Beautiful, low maintenance, and versatile, cedar hedges are favourites throughout the Lower Mainland. But as resilient as these popular evergreens are, they can die prematurely. Is it something you did or didn’t do? Could it be the environment? To keep your cedar hedges healthy and vibrant for generations to come, here are some fatal foliage factors to watch out for.
Just like stress can affect you, it can also affect the health of your hedges. Environmental stressors like wind, flooding, or drought can seriously damage trees, lowering their resistance to disease and infestations from insects like budworms, spider mites, and other pests. Air and ground pollution, as well as extreme sun exposure and cold spells, may also compromise the health of your hedges.
When it comes to healthy cedars, proper planting practices are a must. Avoid planting your hedges too deeply into the ground—roots buried too deeply receive less oxygen and warmth. A good rule of thumb is to plant your tree so its root flare (where the trunk starts to bulge out at the bottom) is level with the soil surface. Also, try not to plant your cedar too closely to other trees, bushes, or other vegetation. You don’t want your foliage competing for nutrients, water, and sunlight.

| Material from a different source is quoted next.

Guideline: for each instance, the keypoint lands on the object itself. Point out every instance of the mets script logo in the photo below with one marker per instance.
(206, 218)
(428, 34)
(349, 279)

Too much of a good thing—like over fertilizing—can have disastrous results. Excess fertilizer allows salt deposits to accumulate in your soil, burning the roots of the tree and turning the needles brown. Too much fertilizer isn’t the only chemical that can wreak havoc on your hedges. Many herbicides sprayed on or around your cedars can also kill the foliage.
Cedars are notoriously robust and resilient, but they certainly didn’t start off that way. Delicate young plants are susceptible to damage that requires special care, especially during transportation. Damaging the bark could expose the vascular system of the cedar, causing it to lose its ability to transport water and nutrients throughout the tree.
Another potentially fatal problem for cedars is root rot. Overwatering or excessively damp soil can cause fungus to take hold in the roots. As the mold continues to accumulate, it will spread to the branches, turning them brown, where it will eventually kill the tree. Unfortunately, there is no known cure, but you can help control the disease using a fungicide. You can also prevent further spreading to other hedges by removing the affected cedar.
Cedar hedges can die before their time—but that doesn’t mean you are powerless to stop it. With the proper care and knowledge, your cedars will live a long healthy life.